Si la justicia siempre es colectiva en una imprescindible dimensión, actualmente el predominio de la justicia política por ejemplo, supone una hipertrofia casi total de aquel aspecto. De ahí que es una ilusión creer que la actitud totalitaria ha terminado en el mundo en una fecha concreta. Totalitario es por desgracia nuestro tiempo. No se agota esto con la política. La Administración pública, por ejemplo, tiende a actuar por meros esquemas, con olvido de la realidad concreta que tiene ante sí. Y no digamos ya lo que ocurre en la vida social cotidiana donde cada vez se encuentran menos personas inconmovibles al influjo de los tópicos.

Don Quijote en su última sustancia significa la vindicación de la persona de la caparazón colectiva que la envuelve, la afirmación de la justicia pura frente a la justicia dada en el medio social. Ahí está su tragedia, lo que hace de él un auténtico héroe clásico. Don Quijote actúa como si en el mundo no hubiera sociedad. Frente a él solo hay personas, seres concretos, casos individuales a juzgar desde los ideales serenos, servidos por el valor de su brazo. Su «heroísmo auténtico» es «absurdo» –con adjetivos de Ortega– porque desconoce la esfera social positiva, en la que forzosamente el hombre está inserto. Pero entonces resultaría, paradójicamente, que lejos de ser Don Quijote un personaje que desfigura la realidad humana, intenta, por el contrario, dar el salto imposible de salvar el último núcleo individual de aquélla, de la presión de las abstracciones sociales.

Don Quijote busca siempre lo concreto –el ideal concreto, el caso concreto– y es repelido precisamente por la dimensión tópica, abstracta y cotidiana –inevitable– que las cosas llevan consigo.

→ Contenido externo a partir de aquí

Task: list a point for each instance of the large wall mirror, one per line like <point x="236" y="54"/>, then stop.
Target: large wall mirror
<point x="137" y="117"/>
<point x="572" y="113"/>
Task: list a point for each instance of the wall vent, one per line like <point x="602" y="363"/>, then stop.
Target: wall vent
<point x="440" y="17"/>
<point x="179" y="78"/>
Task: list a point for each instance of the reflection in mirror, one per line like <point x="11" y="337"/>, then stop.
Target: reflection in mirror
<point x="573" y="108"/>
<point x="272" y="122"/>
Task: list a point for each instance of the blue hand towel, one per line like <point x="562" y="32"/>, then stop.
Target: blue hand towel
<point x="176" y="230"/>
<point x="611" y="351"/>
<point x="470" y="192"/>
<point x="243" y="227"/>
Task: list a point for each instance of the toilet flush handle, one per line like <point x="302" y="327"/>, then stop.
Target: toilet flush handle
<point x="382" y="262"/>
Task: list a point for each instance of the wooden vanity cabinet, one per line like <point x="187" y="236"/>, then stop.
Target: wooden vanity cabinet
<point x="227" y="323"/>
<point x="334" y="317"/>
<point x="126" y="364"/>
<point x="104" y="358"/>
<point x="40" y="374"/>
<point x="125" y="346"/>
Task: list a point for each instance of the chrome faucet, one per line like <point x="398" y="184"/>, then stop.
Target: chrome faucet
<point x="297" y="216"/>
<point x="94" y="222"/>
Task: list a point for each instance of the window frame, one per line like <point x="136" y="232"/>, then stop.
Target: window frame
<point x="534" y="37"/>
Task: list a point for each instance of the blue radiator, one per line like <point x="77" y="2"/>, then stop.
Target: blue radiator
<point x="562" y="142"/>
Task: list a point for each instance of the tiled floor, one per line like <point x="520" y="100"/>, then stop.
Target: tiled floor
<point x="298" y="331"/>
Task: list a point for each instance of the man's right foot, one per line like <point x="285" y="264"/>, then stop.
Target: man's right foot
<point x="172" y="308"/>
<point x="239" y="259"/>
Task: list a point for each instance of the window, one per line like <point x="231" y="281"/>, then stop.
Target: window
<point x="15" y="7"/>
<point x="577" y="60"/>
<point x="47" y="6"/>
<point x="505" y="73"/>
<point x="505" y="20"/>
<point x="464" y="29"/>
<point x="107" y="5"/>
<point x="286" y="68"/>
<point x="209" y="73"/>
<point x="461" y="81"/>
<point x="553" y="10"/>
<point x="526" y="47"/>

En el orden moral el tópico al adueñarse de la realidad humana, sume al prójimo bajo formatos colectivos. Pero hay síntomas de que el mundo siente un cansancio inicial hacia el colectivismo como forma dominante de vida. Victoriano García Martí («Don Quijote y su mejor camino») toca el tema con la agudeza crítica que nunca falla en su pluma. Si Fausto simboliza a la razón que pretende a toda costa conquistar el mundo –la época moderna desde el Renacimiento– Don Quijote es el símbolo supremo de los valores morales, se dirige a la persona como tal, busca, sobre todo al prójimo. Pero al llevar a efecto su puro ideal con la individualista jactancia española, su acción queda frustrada. Si por un lado todo lo centra en la pura justicia personalista, anteponiendo a todo un ideal moral y desconociendo el comportamiento de la realidad exterior –la Física y la técnica moderna, no incorporadas íntimamente al alma española–, por otro, su acción carece de auténtica solidaridad social. El puro ideal por otra parte se mezcla con ambiciones mundanas. Es cierto: Don Quijote busca la fama y ésta es ya social, pero quiere dejar en el mundo no una fama inserta en sus usos, sino proyectada sobre él desde el orden mítico de la caballería.

Salvar la esencia de su acción de los modos que en la obra reviste, es el mejor camino de Don Quijote. Pero si tiene un camino mejor habrá que proyectarlo en nuestra actualidad histórica. Y este camino en la hora del centenario no es otro que el salvar la sustancia de la persona humana de los formatos colectivos que la anegan. Los héroes auténticamente clásicos tienen siempre que hacer. Su centenario debe celebrarse buscando su proyección sobre el presente para hacer dar de sí a sus horas.